L’elaborazione del tutto – Luca Bresciani

 
 

Affrontare ciò che comunemente chiamiamo poesia è divenuto, in tempi recenti, apparentemente semplice e alla portata di tutti. I diversi tentativi secondo novecenteschi di innovare la parola scritta in versi, assieme a una facilitazione tecnica che ha relativamente abbassato i costi di produzione dell’oggetto libro (in realtà non è così, il digitale ha solo dato la possibilità di stampare meno copie quindi di perdere d’impatto sul territorio, a parità di tiratura i prezzi si sono notevolmente alzati), ha consegnato una percezione del tutto virtuale di poesia semplice, viscerale, slegata da quello che un tempo era un percorso di studi quasi totalizzante (si pensi a un Montale che prende le distanze dai poeti laureati e poi è Montale! E non a caso cito il poeta ligure in quanto nel libro che qui si recensisce ogni tanto fa evidentemente capolino).

L’avvento dei Social ha inoltre ulteriormente ispessito questa falsa credenza che la poesia possa essere un’immediata espressione di sé (come se il avesse in effetti importanza, rilevanza tale da dover essere trasmesso). Un po’ come nei videogiochi nei quali la dinamica apparentemente complessa si riduce alla medesima che vuole il cane immediatamente omaggiato del biscotto se ubbidisce a una determinata azione (e notare che ci sono studi che sottolineano la maggiore intelligenza e capacità di cooperazione dei lupi, ovvero dei cani che non sono stati addomesticati). Nei videogiochi l’iter è lo stesso: soddisfazione immediata se fai l’azione prevista dal programma.

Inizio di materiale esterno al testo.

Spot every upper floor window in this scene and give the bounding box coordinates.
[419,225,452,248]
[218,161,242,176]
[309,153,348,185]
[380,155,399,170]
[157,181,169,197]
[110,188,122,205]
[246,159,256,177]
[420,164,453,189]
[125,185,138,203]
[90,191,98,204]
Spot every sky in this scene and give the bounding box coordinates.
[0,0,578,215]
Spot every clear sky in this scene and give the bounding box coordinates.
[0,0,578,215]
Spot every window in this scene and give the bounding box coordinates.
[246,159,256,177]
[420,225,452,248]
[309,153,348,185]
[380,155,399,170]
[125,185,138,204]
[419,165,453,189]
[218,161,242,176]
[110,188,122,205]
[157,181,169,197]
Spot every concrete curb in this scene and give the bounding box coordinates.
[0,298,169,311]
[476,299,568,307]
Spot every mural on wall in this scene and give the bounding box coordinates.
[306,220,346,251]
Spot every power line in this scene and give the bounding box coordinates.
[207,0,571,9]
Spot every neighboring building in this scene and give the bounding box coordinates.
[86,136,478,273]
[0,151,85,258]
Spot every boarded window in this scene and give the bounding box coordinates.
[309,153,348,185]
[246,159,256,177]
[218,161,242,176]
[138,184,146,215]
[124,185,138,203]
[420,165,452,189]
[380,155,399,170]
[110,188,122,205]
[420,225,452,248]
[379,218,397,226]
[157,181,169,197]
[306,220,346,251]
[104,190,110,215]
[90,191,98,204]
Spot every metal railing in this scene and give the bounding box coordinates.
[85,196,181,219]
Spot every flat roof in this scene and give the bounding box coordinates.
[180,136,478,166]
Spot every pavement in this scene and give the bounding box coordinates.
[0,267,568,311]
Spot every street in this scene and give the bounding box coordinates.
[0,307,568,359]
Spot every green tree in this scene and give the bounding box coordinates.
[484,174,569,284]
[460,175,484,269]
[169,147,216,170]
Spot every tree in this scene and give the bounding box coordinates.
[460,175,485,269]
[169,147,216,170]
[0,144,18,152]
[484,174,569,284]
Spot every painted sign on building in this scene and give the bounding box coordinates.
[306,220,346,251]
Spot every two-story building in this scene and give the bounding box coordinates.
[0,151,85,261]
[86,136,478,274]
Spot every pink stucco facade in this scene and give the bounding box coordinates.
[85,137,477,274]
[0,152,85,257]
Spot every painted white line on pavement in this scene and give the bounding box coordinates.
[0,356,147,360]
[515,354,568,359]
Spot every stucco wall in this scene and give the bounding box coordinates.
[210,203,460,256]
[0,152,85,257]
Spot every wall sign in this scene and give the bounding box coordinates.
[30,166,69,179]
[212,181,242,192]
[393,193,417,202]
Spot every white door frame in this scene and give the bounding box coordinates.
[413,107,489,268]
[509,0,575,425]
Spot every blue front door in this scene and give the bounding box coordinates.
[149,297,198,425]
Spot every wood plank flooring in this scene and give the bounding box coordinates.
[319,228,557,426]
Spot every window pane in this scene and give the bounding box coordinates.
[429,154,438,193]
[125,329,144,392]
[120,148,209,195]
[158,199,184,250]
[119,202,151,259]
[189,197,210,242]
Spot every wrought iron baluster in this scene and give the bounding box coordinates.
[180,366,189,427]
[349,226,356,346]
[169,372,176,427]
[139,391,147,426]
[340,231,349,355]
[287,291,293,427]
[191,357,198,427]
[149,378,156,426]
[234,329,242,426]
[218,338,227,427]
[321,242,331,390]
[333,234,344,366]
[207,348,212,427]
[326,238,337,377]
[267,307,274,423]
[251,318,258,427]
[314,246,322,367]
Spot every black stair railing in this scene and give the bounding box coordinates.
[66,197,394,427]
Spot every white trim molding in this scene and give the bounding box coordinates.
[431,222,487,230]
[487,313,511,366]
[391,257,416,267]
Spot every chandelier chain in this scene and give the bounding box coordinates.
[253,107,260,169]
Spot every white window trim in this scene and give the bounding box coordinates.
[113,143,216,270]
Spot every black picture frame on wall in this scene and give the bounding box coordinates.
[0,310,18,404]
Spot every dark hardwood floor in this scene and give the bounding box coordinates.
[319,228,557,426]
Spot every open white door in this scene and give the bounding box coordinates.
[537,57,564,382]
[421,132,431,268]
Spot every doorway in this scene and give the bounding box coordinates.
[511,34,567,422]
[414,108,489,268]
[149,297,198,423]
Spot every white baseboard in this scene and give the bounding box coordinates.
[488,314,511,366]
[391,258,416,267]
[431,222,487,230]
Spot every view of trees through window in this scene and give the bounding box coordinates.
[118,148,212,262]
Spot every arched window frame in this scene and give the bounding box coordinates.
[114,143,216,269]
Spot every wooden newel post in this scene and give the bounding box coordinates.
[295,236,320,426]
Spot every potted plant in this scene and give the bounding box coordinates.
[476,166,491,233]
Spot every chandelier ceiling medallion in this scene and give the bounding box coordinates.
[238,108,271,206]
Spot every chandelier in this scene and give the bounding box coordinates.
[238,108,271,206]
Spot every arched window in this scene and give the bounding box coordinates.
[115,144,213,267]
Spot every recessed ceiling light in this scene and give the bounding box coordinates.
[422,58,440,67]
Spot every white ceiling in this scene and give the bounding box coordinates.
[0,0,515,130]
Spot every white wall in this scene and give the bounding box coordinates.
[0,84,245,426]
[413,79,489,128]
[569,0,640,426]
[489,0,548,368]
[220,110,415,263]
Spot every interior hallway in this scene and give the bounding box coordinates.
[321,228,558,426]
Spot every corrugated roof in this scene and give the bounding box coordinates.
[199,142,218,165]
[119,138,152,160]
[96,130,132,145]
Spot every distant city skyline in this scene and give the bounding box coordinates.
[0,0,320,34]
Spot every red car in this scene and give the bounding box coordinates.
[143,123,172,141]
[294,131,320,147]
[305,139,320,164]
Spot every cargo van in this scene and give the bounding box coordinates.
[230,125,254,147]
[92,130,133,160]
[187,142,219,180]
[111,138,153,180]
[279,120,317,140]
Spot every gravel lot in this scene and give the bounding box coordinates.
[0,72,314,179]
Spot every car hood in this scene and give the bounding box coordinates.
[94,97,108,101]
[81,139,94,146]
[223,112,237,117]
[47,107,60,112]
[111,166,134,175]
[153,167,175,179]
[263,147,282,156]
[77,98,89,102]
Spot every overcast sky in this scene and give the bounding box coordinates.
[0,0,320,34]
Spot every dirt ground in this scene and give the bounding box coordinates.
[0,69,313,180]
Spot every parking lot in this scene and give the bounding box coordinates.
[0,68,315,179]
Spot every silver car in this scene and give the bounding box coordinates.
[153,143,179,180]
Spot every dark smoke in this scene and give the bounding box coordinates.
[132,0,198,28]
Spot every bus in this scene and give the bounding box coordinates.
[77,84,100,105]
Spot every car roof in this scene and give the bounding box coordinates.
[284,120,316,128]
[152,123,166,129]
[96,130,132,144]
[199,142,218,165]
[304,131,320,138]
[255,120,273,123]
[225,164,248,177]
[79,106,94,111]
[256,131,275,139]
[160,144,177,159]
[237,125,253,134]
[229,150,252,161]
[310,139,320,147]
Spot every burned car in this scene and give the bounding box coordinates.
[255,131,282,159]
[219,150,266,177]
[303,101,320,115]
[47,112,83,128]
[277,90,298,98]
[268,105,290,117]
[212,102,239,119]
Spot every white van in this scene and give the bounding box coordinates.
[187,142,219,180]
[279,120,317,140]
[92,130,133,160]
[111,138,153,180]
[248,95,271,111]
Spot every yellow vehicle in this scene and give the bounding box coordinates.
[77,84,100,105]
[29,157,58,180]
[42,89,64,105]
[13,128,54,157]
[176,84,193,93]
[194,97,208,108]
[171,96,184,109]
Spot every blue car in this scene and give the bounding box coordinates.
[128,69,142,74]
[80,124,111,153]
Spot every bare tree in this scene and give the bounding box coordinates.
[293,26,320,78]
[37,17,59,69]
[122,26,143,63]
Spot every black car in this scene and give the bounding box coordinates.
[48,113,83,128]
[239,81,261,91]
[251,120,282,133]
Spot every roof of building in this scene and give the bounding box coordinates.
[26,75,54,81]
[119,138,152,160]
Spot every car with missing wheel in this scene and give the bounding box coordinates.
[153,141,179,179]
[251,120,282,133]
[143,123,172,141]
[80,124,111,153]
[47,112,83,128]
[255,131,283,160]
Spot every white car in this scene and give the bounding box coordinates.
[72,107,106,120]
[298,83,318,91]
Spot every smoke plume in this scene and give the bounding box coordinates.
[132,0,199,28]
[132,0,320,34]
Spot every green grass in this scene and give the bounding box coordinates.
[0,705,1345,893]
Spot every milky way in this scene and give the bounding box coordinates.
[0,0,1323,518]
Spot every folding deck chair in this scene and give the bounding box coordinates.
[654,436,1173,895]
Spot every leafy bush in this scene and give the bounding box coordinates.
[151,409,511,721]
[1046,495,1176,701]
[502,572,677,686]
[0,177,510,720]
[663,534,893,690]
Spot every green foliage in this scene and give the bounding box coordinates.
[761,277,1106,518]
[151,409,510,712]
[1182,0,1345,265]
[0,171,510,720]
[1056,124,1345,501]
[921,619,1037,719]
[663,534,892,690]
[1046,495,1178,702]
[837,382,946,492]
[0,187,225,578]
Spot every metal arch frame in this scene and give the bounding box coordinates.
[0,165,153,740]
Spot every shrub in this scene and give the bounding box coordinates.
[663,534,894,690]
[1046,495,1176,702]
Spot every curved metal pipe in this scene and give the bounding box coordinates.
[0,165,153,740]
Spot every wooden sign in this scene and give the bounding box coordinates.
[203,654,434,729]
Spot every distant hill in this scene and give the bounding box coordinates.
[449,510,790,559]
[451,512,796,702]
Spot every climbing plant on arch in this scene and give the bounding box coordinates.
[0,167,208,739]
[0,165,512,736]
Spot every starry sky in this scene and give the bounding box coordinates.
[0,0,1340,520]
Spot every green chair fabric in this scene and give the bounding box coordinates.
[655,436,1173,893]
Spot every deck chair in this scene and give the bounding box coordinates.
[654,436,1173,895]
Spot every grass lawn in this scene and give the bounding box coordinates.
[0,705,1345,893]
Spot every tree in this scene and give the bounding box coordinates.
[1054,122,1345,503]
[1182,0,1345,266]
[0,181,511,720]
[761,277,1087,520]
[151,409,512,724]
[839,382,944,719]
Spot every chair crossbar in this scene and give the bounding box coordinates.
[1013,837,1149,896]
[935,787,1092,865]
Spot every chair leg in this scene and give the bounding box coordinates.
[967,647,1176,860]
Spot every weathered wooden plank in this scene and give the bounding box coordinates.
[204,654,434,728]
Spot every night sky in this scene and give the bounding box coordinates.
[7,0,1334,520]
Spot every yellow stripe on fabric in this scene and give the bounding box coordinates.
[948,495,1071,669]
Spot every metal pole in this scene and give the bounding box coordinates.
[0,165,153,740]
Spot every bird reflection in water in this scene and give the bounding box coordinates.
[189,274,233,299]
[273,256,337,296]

L’immediatezza della soddisfazione, della risposta all’azione (che deve omologarsi al programma predeterminato) dei videogiochi, o il biscotto dato al cane in fase di addestramento, non è dissimile dal like atteso su Facebook o nei vari Social Media (anche se alla fine parliamo sempre di Facebook per l’enorme divario che lo pone di fatto come il Social nettamente più importante e utilizzato). E questo ha coinvolto anche la Poesia e la percezione della Poesia. Un testo scritto viene immediatamente pubblicato e si attende un’immediata soddisfazione data dal like.

Ma un testo immediatamente pubblicato riceve immediatamente riscontro solo se immediatamente compreso. Per cui i presupposti del testo si abbassano talmente tanto da rendere sempre più semplice (leggi: banale) scrivere versi che hanno immediatamente riscontro. Da qui alla pubblicazione il passo è breve e le dinamiche per molta parte dell’Editoria italiana (per fortuna non tutta) non sono dissimili. Francesco Sole docet.

La facilità dell’approccio a questa pseudo poesia, la sua divulgazione massima a livello di possibilità di scrittura e di possibilità di pubblicazione (ahimé non certo di lettura) ha però anche creato il suo opposto, un’esigenza cioè di testi che anche se non si avvicinano a quanto pochi decenni fa leggevamo (Montale, Ungaretti, Zanzotto, Quasimodo, Benzoni) almeno hanno una parvenza di stile, di tradizione (per fare il verso a Eliot). L’abbassamento totale e demoralizzante della capacità di comporre una buona poesia ha cioè creato un gruppo di lettori che pretendono una poesia non facile, una poesia riconoscibile come voce e come storia.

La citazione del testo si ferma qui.